Ohtani’s request for quiet shows he has 5 things to learn about American baseball


A funny thing happened at a baseball game in Kansas City over the weekend. And by “funny” we mean “spectacularly wrong-headed, colossally misguided and just plain unnatural.”

Here’s what occurred, per USA Today: Three women, exchange students from Japan, spent the early innings of a game between the Royals and Angels screaming in an attempt to attract the attention of Shohei Ohtani, the Angels’ mold-breaking, two-way phenom.

By and by, a stadium usher paid a visit to the women. He was bearing a request from the Angels dugout: Could the women please keep their voices to a dull roar when Ohtani is at the plate?

They complied.

There are approximately 492 problems with this scenario. In the interest of brevity, we submit the most egregious 5.

1. Ohtani comes from Japan for heck’s sake. Japanese baseball games feature cheerleaders. A post on the website jpninfo.com, endeavoring to explain the difference between a baseball game in Japan and what we experience in the United States:

“In Japan there are whole bleacher sections appropriated for each team, complete with drums and specific cheers for each and every player. It is not uncommon to have a sea of people in matching colors sitting in a section cheering in a choreographed manner.”

Has the man never been greeted on the field with wild, fawning, over-the-top caterwauling? I’d bet my VHS tape of “Mr. Baseball” on it.

2. Bobby Bonilla once had a semi-similar problem. Signed to a staggering (at the time) five-year, $29 million contract by the Mets before the 1992 season, Bonilla’s production dropped precipitously. The New York fans did what New York fans do — they booed. In fact, they hooted so long and so loud that Bonilla began wearing earplugs on the field.

Google assures me that “earplugs” translates to “mimisen” in Japanese.

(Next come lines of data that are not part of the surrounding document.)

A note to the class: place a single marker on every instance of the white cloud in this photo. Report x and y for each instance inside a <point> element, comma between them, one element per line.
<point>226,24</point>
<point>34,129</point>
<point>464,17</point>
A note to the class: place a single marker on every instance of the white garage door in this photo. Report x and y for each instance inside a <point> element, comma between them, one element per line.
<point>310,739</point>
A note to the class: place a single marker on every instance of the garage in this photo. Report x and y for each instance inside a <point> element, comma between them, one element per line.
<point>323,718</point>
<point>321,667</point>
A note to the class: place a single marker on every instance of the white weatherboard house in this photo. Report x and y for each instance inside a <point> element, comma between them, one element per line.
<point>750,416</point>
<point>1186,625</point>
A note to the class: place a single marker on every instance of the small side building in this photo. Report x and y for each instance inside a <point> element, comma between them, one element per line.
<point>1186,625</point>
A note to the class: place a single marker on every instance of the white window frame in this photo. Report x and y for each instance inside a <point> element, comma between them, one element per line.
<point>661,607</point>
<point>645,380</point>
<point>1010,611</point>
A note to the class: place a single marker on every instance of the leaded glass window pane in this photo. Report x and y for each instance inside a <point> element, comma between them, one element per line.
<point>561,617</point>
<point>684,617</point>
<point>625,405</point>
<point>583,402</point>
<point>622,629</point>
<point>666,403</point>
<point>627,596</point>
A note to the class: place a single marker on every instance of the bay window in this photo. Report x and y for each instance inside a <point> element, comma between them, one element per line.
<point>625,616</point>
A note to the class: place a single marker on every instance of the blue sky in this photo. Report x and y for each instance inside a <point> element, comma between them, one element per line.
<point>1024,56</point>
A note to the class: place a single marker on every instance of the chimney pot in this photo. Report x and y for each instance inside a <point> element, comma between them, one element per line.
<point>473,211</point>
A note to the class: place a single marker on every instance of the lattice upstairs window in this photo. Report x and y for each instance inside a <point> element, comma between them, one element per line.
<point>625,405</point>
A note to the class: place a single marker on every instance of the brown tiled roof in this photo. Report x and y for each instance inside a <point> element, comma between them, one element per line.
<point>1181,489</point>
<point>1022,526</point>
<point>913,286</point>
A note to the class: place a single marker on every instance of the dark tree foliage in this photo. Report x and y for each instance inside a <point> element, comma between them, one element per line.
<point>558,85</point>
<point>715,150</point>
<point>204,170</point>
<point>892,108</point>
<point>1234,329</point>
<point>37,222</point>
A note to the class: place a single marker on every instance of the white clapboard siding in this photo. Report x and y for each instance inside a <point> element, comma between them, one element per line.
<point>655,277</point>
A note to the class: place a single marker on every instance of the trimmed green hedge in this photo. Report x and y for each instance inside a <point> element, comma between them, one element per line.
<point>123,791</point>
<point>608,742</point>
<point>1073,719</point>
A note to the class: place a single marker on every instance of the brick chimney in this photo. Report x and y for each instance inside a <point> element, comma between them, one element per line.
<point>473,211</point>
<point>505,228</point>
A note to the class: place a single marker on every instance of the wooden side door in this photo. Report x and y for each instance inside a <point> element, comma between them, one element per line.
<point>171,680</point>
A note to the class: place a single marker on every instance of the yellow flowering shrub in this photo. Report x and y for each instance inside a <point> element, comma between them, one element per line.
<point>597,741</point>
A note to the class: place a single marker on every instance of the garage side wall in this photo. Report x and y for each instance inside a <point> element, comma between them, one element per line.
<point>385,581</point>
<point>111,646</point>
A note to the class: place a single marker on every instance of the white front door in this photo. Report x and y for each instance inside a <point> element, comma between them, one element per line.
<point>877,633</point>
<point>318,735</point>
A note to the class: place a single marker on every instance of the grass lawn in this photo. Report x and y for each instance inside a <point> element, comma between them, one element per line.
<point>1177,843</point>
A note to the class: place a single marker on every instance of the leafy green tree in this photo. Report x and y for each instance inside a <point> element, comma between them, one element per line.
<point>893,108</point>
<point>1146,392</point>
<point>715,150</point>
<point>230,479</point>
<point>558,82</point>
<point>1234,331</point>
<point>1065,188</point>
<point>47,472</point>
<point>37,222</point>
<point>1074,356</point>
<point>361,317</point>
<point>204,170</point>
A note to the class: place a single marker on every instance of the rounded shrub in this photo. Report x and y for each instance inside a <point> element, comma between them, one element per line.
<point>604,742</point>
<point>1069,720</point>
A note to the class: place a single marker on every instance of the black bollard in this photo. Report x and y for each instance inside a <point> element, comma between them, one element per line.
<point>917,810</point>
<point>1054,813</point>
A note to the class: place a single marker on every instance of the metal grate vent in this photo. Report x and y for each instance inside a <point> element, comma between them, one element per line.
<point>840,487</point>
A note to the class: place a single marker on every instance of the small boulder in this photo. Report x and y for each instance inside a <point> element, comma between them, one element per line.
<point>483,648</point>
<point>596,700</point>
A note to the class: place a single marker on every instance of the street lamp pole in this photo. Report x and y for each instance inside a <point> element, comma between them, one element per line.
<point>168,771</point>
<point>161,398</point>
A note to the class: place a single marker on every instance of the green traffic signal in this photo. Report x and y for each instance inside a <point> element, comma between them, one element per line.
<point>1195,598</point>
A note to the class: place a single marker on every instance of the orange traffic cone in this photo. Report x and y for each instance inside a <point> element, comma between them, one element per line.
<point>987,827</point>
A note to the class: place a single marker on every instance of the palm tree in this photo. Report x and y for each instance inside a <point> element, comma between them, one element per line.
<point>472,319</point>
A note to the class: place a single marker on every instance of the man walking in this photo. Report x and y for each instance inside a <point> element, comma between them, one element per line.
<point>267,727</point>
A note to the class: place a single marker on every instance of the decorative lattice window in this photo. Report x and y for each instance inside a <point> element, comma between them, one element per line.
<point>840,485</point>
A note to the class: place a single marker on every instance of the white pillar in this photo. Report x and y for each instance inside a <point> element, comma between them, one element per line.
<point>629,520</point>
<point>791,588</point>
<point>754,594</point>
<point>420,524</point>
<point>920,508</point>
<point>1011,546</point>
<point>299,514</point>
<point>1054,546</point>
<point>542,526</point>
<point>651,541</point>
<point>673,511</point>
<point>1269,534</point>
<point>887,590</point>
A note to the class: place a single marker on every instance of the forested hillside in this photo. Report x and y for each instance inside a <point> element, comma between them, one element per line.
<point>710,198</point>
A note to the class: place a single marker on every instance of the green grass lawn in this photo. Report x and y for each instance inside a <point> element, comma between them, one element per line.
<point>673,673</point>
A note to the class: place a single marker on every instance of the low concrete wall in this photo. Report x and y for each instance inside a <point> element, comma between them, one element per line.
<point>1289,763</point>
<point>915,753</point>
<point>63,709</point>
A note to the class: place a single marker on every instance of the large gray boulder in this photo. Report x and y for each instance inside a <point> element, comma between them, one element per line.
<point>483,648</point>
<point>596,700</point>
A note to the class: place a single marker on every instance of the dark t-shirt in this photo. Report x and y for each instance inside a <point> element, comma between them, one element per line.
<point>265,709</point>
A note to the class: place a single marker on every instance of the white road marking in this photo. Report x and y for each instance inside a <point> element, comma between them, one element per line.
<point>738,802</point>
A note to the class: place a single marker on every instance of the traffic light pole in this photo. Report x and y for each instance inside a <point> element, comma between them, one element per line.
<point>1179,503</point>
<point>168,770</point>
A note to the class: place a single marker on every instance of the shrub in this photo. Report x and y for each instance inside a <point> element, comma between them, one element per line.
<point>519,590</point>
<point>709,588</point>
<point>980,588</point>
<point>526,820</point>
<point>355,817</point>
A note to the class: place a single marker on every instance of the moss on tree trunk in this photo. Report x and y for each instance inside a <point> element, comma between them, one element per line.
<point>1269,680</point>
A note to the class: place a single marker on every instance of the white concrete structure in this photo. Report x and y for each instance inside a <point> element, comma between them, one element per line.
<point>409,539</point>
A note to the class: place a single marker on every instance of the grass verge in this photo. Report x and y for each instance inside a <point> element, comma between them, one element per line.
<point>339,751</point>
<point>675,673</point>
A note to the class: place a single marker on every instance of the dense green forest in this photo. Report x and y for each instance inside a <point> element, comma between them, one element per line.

For what Ohtani is making, he could buy millions of mimisens.

3. Ohtani’s interpreter told reporters the call for quiet was at Otahni’s behest. “He’s thankful for the cheers,” the interpreter told USA Today, “but at the plate, he likes to focus and block out the noise.” Ohtani gave that explanation the Heisman.

“I wasn’t the one that asked for (quiet),” he said. “(The Angels) just did it so everyone could focus at the plate.”

That ‘s a superstar move right there, hanging your mouthpiece out to dry while positioning yourself as decidedly low-maintenance.